A Brazilian Supreme Court judge opened investigations Tuesday into almost 100 politicians who allegedly were part of the largest corruption scheme in the country, including a number of top allies of unelected President Michel Temer.

Eight ministers — which represents nearly one third of the president’s cabinet — 29 senators of the 81 in the Senate, 40 lawmakers out of the 513 from the lower house, twelve governors and five former presidents have been accused of being part of the scheme around bribery in the state-run oil company Petrobras.
The list of names was released on Tuesday as part of the investigation by Justice Edson Fachin, based on the testimony of top executives in Brazil’s largest construction conglomerate, Odebrecht, which has been at the center of corruption scandals and found guilty of running an international bribery network.

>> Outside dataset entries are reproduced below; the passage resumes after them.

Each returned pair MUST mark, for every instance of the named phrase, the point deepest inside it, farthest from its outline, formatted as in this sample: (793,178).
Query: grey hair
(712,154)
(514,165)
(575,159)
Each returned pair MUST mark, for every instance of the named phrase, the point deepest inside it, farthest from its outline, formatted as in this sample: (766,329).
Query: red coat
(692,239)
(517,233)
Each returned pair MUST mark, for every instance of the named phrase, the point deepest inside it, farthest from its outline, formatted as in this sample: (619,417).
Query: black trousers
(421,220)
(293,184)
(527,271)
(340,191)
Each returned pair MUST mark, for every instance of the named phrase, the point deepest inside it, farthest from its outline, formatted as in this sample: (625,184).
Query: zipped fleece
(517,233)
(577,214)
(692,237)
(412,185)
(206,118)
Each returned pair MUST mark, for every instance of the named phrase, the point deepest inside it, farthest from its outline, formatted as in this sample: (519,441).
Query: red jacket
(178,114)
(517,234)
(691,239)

“The political crisis will deepen and we risk an institutional paralysis because the entire Brazilian political system is under question,” said senator Jorge Viana, who is also under investigation.
 
As part of plea bargain deal for 77 Odebrecht employees who have admitted to paying millions of dollars in bribes, the officials agreed to present a list of politicians connected to the scheme in order to reduce their own sentences.
The list of names includes a number of Temer’s closest allies, including Presidential Chief of Staff Eliseu Padilha, Foreign Minister Aloysio Nunes, Agriculture Minister Blairo Maggi and Minister Wellington Moreira Franco, who heads a department for infrastructure investment.

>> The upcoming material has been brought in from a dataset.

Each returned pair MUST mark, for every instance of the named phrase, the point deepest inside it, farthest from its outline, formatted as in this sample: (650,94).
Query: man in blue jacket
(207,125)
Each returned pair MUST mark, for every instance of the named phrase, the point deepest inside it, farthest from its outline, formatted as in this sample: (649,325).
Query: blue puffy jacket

The head of the Senate, Eunicio Oliveira, and the head of the lower house, Rodrigo Maia, have also been named.
“The truth will prevail. Brazilian justice has the maturity and firmness to investigate and distinguish truth from lies and alternative versions,” said Eunicio Oliveira.

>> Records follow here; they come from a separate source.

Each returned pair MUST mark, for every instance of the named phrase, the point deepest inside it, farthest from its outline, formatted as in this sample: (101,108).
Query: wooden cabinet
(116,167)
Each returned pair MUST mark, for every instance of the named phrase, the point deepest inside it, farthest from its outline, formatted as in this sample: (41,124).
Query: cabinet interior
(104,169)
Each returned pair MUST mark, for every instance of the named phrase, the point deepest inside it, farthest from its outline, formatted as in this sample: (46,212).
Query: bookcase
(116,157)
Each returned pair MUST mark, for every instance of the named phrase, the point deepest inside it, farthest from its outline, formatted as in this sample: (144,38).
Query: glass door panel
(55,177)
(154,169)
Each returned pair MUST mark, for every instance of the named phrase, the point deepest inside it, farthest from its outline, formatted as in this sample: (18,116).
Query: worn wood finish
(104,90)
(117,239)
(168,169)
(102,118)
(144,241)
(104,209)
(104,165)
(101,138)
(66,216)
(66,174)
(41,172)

The release of the list comes as Temer’s government continues to face criticism and protests over its neoliberal austerity measures and the country’s economic hardships.
President Temer said he would only temporarily suspend his ministers if these requests for investigation become legal processes and will only force them to resign if the Supreme Court initiates a trial.
The list also includes a request to investigate five former presidents, including Fernando Collor, Fernando Henrique Cardoso, Jose Sarney, Luiz Inacio “Lula” da Silva and Dilma Rousseff.
Despite the fact that Temer’s allies painted the impeachment process against Dilma Rousseff — widely condemned as a parliamentary coup — as a bid to root out government corruption, leaked wiretap recordings revealed that the ouster had more to do with protecting corruption than prosecuting it. Nevertheless, the investigations have marched forward, and fraud allegations have swirled around Temer and his government since being installed in office last year.
The country’s core anti-corruption investigations probing bribery schemes in Petrobras, known as Operation Car Wash, have put dozens of politicians and business elite on trial and even behind bars.